West Garfield Park has one of the biggest patient populations served by Rush, said Julia Bassett, manager of health and community benefit at the hospital. Rush routinely offers community health programs and food distributions in the area, but those services only go so far without multiple grocery stores.
“Food accessibility is a human right. Individuals have a right to be healthy. It should not be based on your ZIP code. It should not be based on your financial status,” Bassett said.
The loss of the Aldi will be especially harmful to neighbors living in the four senior centers within one block of the closed grocery store, said May Henderson, a resident who runs a food distribution program for older people at New Mount Pilgrim Church. Most older people in the area relied on Aldi because it was the only place within walking distance where they could pick up groceries in between food deliveries, Henderson said.

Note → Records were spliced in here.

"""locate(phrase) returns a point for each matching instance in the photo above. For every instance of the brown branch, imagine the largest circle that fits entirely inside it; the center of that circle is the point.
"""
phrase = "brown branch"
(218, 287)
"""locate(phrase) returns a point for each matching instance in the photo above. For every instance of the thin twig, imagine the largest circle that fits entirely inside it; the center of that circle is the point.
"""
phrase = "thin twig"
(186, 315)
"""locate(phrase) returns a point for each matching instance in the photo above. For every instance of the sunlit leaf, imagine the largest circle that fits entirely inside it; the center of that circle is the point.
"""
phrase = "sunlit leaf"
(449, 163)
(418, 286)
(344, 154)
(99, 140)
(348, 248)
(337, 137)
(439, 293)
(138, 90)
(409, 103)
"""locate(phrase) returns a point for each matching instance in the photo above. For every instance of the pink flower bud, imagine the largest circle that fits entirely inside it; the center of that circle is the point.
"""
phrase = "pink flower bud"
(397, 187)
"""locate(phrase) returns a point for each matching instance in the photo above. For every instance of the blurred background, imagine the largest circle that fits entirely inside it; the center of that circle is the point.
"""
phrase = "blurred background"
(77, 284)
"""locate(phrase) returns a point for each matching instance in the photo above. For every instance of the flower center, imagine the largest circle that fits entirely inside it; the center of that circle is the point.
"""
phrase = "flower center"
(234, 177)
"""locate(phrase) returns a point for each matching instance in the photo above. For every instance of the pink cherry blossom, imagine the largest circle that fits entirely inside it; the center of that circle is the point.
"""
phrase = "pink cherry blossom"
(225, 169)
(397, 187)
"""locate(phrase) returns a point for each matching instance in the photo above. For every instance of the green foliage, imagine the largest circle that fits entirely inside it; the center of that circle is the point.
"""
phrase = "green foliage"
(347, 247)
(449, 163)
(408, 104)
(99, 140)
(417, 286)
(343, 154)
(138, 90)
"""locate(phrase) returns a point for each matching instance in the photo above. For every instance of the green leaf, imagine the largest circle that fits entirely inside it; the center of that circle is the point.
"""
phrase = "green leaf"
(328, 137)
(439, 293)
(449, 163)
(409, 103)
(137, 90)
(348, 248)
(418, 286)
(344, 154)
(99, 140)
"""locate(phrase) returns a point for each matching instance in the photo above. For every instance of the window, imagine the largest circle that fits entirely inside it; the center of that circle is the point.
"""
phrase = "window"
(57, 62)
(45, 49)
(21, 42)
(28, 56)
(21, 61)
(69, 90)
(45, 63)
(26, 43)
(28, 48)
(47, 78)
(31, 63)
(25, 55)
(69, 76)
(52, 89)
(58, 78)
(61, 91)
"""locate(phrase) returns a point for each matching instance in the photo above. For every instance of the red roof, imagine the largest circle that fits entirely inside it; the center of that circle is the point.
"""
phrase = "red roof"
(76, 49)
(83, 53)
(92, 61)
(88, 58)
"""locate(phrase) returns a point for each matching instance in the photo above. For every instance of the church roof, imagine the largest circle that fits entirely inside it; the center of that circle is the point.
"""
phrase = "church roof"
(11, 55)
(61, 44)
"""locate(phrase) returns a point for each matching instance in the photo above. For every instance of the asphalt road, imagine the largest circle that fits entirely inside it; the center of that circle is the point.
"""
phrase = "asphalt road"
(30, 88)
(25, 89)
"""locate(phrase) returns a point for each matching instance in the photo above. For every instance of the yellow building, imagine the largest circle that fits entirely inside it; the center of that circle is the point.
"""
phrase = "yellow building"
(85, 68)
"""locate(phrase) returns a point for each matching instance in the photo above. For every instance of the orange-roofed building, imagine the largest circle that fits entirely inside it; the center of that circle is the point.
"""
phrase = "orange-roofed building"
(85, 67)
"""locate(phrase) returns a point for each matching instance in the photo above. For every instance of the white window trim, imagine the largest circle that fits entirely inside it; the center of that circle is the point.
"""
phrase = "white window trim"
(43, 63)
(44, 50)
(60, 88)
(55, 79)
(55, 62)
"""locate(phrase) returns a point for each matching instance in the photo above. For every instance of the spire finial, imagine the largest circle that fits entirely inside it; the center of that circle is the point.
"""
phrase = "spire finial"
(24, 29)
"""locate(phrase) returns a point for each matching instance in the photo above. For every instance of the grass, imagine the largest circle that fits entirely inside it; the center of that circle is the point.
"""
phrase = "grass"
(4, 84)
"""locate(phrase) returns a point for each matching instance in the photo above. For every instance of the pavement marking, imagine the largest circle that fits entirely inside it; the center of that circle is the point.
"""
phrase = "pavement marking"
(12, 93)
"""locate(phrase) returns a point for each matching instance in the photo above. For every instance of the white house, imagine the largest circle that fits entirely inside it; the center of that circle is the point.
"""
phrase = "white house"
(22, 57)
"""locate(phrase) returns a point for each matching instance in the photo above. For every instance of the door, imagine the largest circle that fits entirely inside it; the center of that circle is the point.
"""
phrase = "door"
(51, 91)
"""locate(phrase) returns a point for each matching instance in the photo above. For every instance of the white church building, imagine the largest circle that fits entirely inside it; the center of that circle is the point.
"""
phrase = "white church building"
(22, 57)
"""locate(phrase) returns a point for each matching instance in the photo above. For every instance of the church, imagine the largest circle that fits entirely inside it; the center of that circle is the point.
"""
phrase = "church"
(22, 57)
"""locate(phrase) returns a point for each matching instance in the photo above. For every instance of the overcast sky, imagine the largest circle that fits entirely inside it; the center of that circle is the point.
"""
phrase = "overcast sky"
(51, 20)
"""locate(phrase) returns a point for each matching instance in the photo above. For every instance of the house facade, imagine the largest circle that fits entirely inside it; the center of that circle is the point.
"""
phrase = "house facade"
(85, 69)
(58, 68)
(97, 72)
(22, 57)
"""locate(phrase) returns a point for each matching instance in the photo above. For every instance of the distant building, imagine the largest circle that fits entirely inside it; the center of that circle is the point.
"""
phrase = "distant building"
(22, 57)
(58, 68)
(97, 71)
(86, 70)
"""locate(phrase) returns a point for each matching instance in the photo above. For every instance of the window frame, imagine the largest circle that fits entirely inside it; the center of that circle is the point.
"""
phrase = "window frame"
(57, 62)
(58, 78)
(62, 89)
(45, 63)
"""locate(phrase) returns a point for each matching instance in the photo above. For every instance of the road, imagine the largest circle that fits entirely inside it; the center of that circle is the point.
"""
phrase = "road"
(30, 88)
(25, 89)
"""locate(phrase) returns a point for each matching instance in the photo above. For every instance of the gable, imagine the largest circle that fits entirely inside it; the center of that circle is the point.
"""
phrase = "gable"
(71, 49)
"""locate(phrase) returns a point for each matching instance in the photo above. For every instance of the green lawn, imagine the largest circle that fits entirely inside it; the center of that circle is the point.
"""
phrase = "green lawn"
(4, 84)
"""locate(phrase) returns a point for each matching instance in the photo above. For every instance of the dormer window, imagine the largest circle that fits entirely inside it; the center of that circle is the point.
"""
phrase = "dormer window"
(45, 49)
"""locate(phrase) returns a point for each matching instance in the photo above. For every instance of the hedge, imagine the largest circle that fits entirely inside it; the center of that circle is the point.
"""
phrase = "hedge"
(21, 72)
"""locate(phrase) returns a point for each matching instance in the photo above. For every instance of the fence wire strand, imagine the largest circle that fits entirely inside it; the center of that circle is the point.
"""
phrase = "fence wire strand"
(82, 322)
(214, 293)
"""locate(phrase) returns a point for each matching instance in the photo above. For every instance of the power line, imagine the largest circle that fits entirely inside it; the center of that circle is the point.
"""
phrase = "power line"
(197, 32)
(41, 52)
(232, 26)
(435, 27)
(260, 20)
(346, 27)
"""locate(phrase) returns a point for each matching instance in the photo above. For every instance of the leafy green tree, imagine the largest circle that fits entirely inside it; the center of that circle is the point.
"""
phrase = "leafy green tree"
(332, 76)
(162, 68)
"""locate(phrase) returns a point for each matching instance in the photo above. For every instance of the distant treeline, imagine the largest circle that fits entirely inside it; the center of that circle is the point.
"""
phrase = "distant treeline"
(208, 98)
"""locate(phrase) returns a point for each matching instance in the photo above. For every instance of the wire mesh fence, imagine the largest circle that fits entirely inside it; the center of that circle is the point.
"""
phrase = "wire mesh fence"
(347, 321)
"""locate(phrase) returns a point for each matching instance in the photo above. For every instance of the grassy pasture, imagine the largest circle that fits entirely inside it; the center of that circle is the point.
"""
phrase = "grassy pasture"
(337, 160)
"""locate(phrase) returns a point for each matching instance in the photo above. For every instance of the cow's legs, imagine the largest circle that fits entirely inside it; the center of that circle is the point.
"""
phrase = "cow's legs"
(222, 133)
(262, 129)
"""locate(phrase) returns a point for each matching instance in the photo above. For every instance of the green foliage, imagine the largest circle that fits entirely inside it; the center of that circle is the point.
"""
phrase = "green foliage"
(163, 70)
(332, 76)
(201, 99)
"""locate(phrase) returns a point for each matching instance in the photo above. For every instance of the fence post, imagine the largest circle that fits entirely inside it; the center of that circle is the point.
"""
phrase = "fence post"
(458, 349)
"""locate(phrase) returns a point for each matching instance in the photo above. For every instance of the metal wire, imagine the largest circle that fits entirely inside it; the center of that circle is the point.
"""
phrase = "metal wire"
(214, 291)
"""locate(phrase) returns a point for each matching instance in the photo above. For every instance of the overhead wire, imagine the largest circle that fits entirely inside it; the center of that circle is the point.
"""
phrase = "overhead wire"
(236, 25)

“When that food runs out, where are you supposed to go to get food? It’s a dire situation; it really is,” Henderson said. “We’re talking about seniors. We’re talking about people with disabilities, people who don’t have the mobility to get out to Oak Park to get to a grocery store. … It’s a pandemic within a pandemic, that they shut down the last source of food.”
It is especially egregious that Aldi shut down the store without giving residents notice and without giving local organizations a chance to negotiate solutions to keep the store open, find city support or create alternative food resources, said Marshall Hatch Sr., reverend of New Mount Pilgrim Church.
“It’s devastating,” Hatch said. “Aldi literally left in the dark of the night. No warning, no notice, no conversation or dialogue. It’s pretty stunning for a lot of people who have limited options. … It is the height of corporate irresponsibility to not engage the community at all.”
Other Aldi’s across the city have been remodeled and reopened as part of $1.6 billion nationwide investment. An Aldi spokesperson said the West Garfield Park store was closed due to “consistently declining sales and the fact that we’ve operated this location at a loss for several years.”
“Poor sales performance and increased expenses have simply made it unsustainable to keep the store open. We have been proud to serve the residents of the West Garfield Park neighborhood over the past 30 years, and we thank our customers for their loyalty,” the spokesperson said in a statement.
A coalition of neighborhood organizations — including the Garfield Park Rite to Wellness Campaign, the Garfield Park Community Council and New Mount Pilgrim Church — are trying to ensure the vacant building can become a grocery store again.
The groups are asking Aldi to give the building to the community or sell it at a discounted rate so it can be used to attract a local or more socially conscious grocer, Hatch said. The organizations are working with Ald. Jason Ervin (28th) to convince the city to offer incentives that would attract a grocer to the building, he said.
“We really don’t want them, after reaping all this profit off the community, to sell the building for profit to a non-grocer. We want to make sure that is a grocery store,” Hatch said. “We expect the city to work with us. We expect Aldi to just give the building up.”
This is the second time in less than a year a grocer has pulled out of a West Side food desert with no notice. In December, one of Austin’s only grocery stores, Save-A-Lot, closed suddenly, leaving many residents scrambling to find a new place to find food.
The city as a whole must “set some kind of standard of behavior” and stop supporting corporations that “basically plunder and then walk away with impunity,” Hatch said.
Attracting new grocery options had already been a long-term goal for the Garfield Park Rite to Wellness Collaborative, Crawford said. The group must now hasten those plans and will work over the coming weeks to identify community-focused grocers to support that could fill the void left by Aldi.
“It’s another reminder that we need to be the solutions. No one else is going to do it for us,” Crawford said.